One consistent labor violation during the post-Katrina cleanup that continues to be an issue is worker safety. According to the Louisiana Environmental Action Network, workers performing the BP cleanup have not been provided with appropriate protective gear even though BP has agreed to ensure that workers are properly trained in hazmat protocol and are provided all necessary equipment.

Although they are given gloves and suits, cleanup workers are not provided with any respiratory protective gear by BP despite the toxic chemicals involved. What’s worse, fishermen have been told by their BP superiors that they will be fired for wearing a respirator or any safety equipment not provided by BP.

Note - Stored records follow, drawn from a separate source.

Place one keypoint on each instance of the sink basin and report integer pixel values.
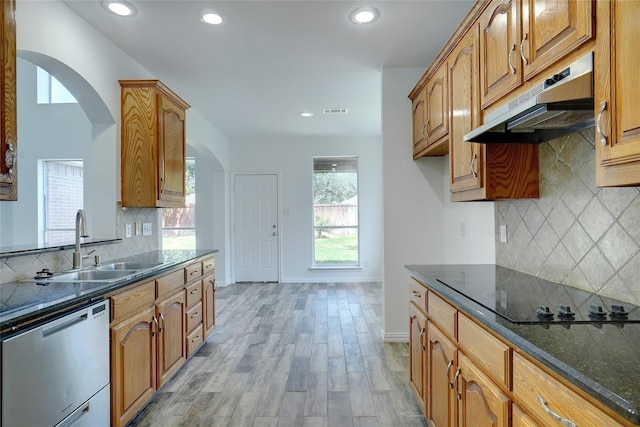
(91, 276)
(129, 266)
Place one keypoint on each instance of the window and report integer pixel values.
(335, 211)
(62, 189)
(51, 91)
(179, 224)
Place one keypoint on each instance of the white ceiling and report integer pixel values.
(253, 75)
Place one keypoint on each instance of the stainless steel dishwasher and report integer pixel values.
(57, 373)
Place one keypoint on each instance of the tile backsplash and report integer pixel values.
(575, 233)
(19, 267)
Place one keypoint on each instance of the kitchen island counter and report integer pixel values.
(600, 358)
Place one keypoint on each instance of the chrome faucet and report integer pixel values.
(81, 231)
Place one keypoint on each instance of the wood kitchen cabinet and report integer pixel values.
(430, 106)
(500, 69)
(417, 352)
(617, 61)
(474, 378)
(153, 145)
(519, 40)
(8, 111)
(551, 30)
(172, 353)
(440, 394)
(482, 171)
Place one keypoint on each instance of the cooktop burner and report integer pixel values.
(522, 298)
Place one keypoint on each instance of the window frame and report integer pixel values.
(335, 266)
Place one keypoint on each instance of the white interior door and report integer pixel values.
(256, 228)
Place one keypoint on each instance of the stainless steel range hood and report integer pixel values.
(562, 104)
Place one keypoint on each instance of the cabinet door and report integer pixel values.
(481, 403)
(617, 92)
(171, 336)
(551, 30)
(8, 117)
(441, 404)
(466, 158)
(419, 112)
(417, 353)
(209, 302)
(171, 151)
(437, 106)
(133, 365)
(500, 69)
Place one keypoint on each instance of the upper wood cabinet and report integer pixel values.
(419, 116)
(551, 29)
(153, 145)
(500, 69)
(519, 40)
(8, 117)
(482, 171)
(430, 107)
(617, 62)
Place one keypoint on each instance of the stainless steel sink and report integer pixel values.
(129, 266)
(91, 276)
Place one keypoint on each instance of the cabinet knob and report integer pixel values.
(603, 137)
(511, 67)
(524, 58)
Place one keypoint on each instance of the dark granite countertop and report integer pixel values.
(602, 359)
(21, 302)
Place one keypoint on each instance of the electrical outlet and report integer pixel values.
(503, 233)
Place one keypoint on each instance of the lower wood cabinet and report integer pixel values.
(133, 365)
(209, 303)
(155, 326)
(417, 351)
(171, 334)
(464, 375)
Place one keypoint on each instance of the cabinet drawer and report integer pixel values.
(131, 302)
(208, 265)
(487, 351)
(418, 294)
(194, 293)
(532, 386)
(166, 285)
(442, 314)
(194, 317)
(192, 272)
(194, 339)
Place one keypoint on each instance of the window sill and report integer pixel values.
(337, 267)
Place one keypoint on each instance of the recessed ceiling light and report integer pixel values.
(211, 17)
(120, 8)
(364, 15)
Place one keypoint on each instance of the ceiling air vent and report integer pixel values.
(335, 111)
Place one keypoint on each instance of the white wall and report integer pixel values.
(421, 225)
(49, 29)
(292, 160)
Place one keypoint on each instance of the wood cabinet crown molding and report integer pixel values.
(8, 115)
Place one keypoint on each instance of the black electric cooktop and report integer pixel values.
(522, 298)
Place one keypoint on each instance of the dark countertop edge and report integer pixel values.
(17, 251)
(626, 409)
(11, 325)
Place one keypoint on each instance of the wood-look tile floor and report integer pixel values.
(292, 355)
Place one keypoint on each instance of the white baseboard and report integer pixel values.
(395, 336)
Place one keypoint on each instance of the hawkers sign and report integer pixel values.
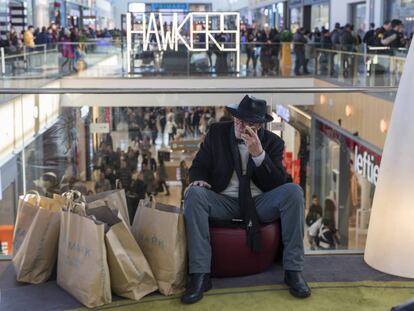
(153, 30)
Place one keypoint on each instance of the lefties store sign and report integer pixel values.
(366, 161)
(365, 165)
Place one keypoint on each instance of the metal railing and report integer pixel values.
(255, 90)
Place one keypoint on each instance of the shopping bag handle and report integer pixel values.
(75, 202)
(38, 198)
(118, 184)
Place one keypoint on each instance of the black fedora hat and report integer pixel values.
(250, 109)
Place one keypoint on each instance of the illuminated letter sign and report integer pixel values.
(153, 29)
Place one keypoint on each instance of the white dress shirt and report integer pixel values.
(232, 189)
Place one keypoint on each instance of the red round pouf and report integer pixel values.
(231, 255)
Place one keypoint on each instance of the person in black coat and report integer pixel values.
(238, 174)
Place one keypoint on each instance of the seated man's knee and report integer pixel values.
(294, 192)
(193, 197)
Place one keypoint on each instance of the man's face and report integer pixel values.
(240, 127)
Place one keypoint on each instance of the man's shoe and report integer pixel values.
(297, 284)
(197, 285)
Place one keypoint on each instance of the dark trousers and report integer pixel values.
(300, 61)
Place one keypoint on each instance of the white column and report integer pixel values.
(390, 241)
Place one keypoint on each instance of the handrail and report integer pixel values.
(359, 54)
(265, 90)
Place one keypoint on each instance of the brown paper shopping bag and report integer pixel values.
(37, 242)
(160, 232)
(82, 259)
(131, 275)
(26, 211)
(114, 199)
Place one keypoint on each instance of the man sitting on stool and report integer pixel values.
(238, 173)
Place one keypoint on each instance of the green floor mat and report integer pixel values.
(355, 296)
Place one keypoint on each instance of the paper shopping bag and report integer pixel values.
(160, 232)
(131, 276)
(114, 199)
(82, 259)
(36, 253)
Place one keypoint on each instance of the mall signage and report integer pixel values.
(365, 165)
(366, 162)
(184, 31)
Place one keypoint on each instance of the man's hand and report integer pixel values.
(200, 183)
(252, 142)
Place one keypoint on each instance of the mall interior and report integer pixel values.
(114, 96)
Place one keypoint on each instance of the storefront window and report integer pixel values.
(358, 15)
(320, 16)
(346, 172)
(295, 19)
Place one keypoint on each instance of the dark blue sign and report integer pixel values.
(169, 6)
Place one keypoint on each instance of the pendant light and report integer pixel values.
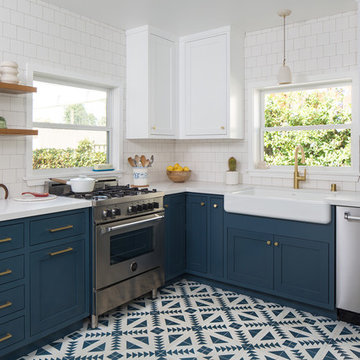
(284, 76)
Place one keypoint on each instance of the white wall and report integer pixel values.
(35, 32)
(323, 46)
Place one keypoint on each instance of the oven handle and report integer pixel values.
(122, 226)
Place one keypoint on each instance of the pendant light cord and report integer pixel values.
(284, 60)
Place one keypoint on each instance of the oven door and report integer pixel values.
(127, 248)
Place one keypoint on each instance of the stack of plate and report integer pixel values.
(9, 72)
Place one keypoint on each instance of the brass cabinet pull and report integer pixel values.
(6, 337)
(6, 272)
(61, 251)
(62, 228)
(7, 304)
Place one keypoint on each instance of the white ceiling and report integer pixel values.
(183, 17)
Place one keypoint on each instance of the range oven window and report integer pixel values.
(129, 245)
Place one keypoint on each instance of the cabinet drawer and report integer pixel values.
(11, 269)
(57, 227)
(11, 237)
(11, 332)
(11, 300)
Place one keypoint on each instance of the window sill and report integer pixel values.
(313, 174)
(34, 180)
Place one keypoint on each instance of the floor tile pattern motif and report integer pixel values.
(190, 321)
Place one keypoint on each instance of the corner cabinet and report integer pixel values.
(44, 279)
(204, 235)
(212, 74)
(174, 235)
(151, 84)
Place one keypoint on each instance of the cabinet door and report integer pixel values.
(216, 237)
(250, 259)
(196, 233)
(206, 86)
(174, 235)
(162, 86)
(57, 285)
(302, 269)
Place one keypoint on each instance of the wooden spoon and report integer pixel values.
(143, 160)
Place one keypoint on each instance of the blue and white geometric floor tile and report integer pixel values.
(190, 321)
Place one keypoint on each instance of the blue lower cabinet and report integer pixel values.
(302, 269)
(293, 260)
(174, 235)
(250, 259)
(57, 276)
(196, 233)
(216, 237)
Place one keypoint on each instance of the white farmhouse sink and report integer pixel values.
(300, 205)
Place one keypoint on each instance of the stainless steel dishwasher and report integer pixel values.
(348, 263)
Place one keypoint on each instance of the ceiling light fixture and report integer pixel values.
(284, 76)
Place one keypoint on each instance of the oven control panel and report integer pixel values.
(119, 211)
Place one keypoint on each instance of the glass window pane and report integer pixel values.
(57, 148)
(64, 104)
(323, 106)
(321, 147)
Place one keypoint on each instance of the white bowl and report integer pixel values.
(12, 64)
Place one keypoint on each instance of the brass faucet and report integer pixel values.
(298, 177)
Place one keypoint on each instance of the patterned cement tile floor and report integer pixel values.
(192, 321)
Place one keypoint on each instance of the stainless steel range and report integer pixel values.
(128, 243)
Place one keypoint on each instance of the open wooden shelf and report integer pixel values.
(18, 132)
(16, 89)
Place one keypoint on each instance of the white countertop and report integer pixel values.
(339, 198)
(12, 209)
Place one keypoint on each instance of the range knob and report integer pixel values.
(115, 212)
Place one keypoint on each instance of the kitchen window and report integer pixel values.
(76, 124)
(318, 116)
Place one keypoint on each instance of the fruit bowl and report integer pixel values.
(178, 176)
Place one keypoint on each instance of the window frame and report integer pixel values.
(256, 97)
(114, 108)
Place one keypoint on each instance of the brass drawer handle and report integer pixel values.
(6, 337)
(61, 251)
(6, 272)
(62, 228)
(7, 304)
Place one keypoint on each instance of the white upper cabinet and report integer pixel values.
(150, 84)
(211, 85)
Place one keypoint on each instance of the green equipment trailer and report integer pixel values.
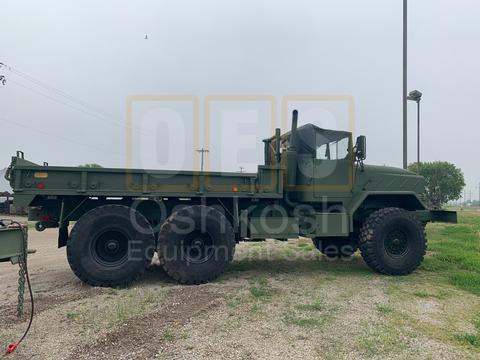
(313, 184)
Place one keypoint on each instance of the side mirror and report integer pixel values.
(361, 148)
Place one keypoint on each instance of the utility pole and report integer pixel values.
(202, 151)
(404, 111)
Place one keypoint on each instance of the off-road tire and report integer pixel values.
(196, 230)
(336, 247)
(393, 241)
(91, 246)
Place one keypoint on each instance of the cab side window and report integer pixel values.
(334, 150)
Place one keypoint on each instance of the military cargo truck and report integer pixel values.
(312, 184)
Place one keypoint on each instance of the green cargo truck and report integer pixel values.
(313, 184)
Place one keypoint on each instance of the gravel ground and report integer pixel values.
(278, 301)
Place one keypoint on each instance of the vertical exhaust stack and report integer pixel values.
(293, 132)
(278, 139)
(292, 152)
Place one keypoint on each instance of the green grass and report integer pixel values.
(385, 309)
(260, 289)
(316, 306)
(455, 252)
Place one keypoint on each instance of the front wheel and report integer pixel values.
(392, 241)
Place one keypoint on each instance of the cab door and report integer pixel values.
(333, 167)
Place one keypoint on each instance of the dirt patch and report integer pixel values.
(142, 337)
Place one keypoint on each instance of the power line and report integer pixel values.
(84, 106)
(54, 89)
(49, 134)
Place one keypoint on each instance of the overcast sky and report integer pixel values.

The question, therefore, is how long before there is another disaster in the Gulf? How many other platforms out there? The current ban has shut down drilling on only 33 ocean wells, but according to the American Petroleum Institute, there still are more than 7,300 active leases in the Gulf of Mexico, 58 percent of them in deep waters.

And even if environmental catastrophe is not a possibility, how many of the people working on those platforms are working in unsafe work environments? How many of those regulating the industry are ignoring the labor violations going on in the Gulf, out of greed or sheer desperation? In Louisiana, even with the devastation of the oil spill wreaking havoc on the fishing and restaurant industries, everyone knows that big oil is the only game in town, no matter the cost.